A tidbit from E.P. Evans’s Criminal Prosecution and the Capital Punishment of Animals(18-19).

“It is said that Bartholomew Chassenee, a distinguished French jurist of the sixteenth century . . . made his reputation at the bar  as counsel for some rats, which had been put on trial before the ecclesiastical court of Autun on the charge of having feloniously eaten up and wantonly destroyed the barley-crop of the province.”

The case called up all Chassenee’s legal skill: “He urged . . . that inasmuch as the defendants were dispersed over a large tract of country and dwelt in numerous village, a single summons was insufficient to notify them all; he succeeded, therefore, in obtaining a second citation, to be published from the pulpits of all the parishes inhabited by the said rats.” 

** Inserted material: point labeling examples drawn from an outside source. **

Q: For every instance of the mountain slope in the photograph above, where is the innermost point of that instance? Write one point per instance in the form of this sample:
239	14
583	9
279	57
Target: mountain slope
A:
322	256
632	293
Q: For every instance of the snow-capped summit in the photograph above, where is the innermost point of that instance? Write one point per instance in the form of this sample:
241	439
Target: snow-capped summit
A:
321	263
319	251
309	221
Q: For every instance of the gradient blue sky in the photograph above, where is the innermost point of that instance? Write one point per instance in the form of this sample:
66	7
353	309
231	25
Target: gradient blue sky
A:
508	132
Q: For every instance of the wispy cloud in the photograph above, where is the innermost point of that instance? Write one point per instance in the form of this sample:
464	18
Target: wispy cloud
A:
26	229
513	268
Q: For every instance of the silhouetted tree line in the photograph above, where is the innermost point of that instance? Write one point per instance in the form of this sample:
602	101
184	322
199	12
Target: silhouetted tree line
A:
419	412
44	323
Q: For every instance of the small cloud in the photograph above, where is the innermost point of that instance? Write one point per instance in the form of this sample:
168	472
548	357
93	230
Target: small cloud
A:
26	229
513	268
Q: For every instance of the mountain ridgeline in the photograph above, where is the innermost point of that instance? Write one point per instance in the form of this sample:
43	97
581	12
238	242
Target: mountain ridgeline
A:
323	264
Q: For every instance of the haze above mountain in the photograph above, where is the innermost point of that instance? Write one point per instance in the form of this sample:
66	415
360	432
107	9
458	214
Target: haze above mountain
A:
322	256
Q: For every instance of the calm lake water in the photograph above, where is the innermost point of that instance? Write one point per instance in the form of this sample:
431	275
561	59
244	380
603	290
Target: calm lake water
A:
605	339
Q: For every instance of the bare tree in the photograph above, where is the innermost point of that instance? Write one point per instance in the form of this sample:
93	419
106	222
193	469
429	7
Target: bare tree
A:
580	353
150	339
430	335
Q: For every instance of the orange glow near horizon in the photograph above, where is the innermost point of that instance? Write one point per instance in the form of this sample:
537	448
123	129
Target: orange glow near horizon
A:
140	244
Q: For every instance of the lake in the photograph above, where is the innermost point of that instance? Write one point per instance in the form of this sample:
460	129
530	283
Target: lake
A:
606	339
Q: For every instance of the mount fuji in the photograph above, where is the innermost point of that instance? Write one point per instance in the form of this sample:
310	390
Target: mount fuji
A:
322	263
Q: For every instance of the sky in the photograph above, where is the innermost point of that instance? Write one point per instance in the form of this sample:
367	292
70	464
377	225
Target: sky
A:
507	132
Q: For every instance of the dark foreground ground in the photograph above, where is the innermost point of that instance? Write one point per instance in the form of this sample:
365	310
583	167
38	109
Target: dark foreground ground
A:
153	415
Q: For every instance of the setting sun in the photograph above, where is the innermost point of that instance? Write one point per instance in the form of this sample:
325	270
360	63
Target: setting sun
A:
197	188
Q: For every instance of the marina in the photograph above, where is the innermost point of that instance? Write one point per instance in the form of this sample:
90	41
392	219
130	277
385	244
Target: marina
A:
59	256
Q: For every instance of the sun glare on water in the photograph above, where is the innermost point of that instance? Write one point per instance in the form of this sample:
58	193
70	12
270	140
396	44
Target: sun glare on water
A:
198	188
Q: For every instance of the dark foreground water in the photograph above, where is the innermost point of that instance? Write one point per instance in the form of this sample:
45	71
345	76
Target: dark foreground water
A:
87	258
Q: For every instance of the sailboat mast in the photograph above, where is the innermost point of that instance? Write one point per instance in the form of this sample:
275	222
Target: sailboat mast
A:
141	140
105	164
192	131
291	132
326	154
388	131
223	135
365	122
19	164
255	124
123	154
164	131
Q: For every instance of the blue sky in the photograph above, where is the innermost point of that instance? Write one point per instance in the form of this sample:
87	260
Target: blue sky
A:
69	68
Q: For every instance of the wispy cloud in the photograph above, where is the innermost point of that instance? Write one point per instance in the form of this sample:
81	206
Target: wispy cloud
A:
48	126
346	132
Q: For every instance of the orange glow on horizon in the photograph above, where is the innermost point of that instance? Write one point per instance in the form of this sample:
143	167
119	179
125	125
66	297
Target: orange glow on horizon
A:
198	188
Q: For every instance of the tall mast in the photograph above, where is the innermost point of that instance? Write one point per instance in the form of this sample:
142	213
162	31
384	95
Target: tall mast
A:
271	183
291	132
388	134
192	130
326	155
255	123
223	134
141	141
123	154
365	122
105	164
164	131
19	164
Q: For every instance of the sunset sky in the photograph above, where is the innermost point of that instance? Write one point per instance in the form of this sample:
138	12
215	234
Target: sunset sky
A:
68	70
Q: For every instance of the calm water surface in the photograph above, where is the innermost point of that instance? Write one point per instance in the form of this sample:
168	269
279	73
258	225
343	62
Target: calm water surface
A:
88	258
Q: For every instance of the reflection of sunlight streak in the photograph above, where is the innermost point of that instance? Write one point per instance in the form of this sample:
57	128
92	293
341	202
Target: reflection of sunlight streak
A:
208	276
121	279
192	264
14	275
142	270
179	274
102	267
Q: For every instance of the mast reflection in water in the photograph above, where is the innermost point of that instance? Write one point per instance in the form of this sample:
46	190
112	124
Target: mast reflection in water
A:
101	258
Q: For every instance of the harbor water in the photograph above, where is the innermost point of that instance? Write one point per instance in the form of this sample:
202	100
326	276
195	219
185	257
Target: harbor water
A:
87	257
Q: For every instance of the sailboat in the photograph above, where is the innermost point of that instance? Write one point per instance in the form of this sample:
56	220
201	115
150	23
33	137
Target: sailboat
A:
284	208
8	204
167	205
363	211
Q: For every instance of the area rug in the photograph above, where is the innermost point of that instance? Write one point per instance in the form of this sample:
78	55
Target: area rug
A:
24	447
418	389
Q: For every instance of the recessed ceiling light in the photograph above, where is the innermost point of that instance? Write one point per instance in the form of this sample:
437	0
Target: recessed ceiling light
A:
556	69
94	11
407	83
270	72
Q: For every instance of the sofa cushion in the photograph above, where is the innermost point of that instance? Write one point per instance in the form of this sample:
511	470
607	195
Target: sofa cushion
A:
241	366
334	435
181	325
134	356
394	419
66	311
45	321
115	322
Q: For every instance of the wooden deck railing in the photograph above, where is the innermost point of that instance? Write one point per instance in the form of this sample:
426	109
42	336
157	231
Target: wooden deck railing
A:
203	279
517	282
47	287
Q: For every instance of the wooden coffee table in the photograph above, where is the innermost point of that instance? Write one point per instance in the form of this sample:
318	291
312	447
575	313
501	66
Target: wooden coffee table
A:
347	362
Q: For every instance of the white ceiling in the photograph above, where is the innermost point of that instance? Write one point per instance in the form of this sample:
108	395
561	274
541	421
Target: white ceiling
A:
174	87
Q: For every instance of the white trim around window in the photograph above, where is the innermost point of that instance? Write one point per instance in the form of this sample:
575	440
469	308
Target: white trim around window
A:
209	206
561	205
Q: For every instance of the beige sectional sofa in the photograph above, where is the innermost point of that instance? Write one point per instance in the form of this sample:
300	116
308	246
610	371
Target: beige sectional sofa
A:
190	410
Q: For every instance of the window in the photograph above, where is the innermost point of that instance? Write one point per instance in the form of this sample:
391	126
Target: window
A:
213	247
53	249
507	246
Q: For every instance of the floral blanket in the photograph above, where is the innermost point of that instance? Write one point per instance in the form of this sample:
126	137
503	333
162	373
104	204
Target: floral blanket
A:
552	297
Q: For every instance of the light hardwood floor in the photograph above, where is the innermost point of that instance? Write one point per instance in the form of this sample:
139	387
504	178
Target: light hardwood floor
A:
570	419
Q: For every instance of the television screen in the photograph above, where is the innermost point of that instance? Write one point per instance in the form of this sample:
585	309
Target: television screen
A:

When the rats still failed to show, “he excused the default or non-appearance of his clients on the ground of the length and difficulty of the journey and the serious perils which attended it, owing to the unwearied vigilance of their mortal enemies, the cats.” He argued at length that a person can appeal and refuse to obey a summons if he cannot appear in court in safety.

The case came into play later when the Parliament of Provence summoned Waldenses to court to answer charges of heresy. Chassenee argued that “even animals should not be adjudged and sentenced without having a proper person appointed to plead their cause.” 

He turned his experience to good account with the 1531 publication of a book De excommunicatione animalium insectorum.